None of the subsequent Australian Champion Races in those other centres created quite the excitement of the first, or attracted such high quality fields. The Melbourne Cup swiftly surpassed it as ‘Australia’s Greatest Race’.

Twice in the 1860s the VRC hosted a three-mile Australian Champion Race back at Flemington. John Tait’s The Barb, hero of the previous Melbourne Cup, won the 1867

Champion Race in a field of five. But from that time onwards, no club in any other colony volunteered to host the big race. The Champion Race lapsed, only to be revived as an annual feature of the VRC New Year’s Day meeting from 1876. Unbeaten Grand Flaneur added the Champion Race to his tally in 1881.

January in Melbourne can be too hot for comfortable racing.
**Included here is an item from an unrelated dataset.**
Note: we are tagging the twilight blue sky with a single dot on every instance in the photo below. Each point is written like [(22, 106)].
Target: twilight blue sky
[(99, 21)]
Three years later the VRC shifted the Champion Race to the autumn. But the taste for such marathons was waning, and the event began attracting smaller fields, to diminishing public interest. In 1916 it was renamed the King’s Plate, soon shortened to two miles. The name Champion Race or Champion Stakes disappeared, and has not been used at Flemington since.

Now it returns as ‘The Champions Stakes’, in tripartite form that will certainly have wide appeal to racegoers, owners and trainers alike – a grand finale to the Melbourne Cup Carnival.

And a hoofnote for those who value continuity in Australian racing. Both the Kennedy Champions Mile and the TAB Champions Stakes retain their ‘registered’ race names: the Cantala and the Mackinnon. The original Cantala Stakes – always a mile – was introduced on Victoria Derby Day 1919 to honour Septimus Miller who served forty years on the VRC committee, twelve years as Chairman. Miller asked for the race to be named not for himself but for his property, Cantala, on Dandenong Road, Caulfield.

The Cantala Stakes moved to Final Day in 1960, rebranded as the George Adams

Handicap, for the founder of Tattersalls lotteries, and run in later years under a succession of sponsors’ names. The Cantala went back to Victoria Derby Day in 2019 as the Kennedy Mile, but now returns, bigger and better, as part of TAB Champions Stakes Day.

Similarly, officially the TAB Champions Stakes of 2022 continues to recognise LKS Mackinnon, thirty years on the committee, 19 years its Chairman (1916–35). Until 2016 the race was a curtain raiser on Victoria Derby Day for the Melbourne Cup. Since that year it has taken pride of place on the final day. Now it stands proudly as part of a trio of races for champions. May the best horses win.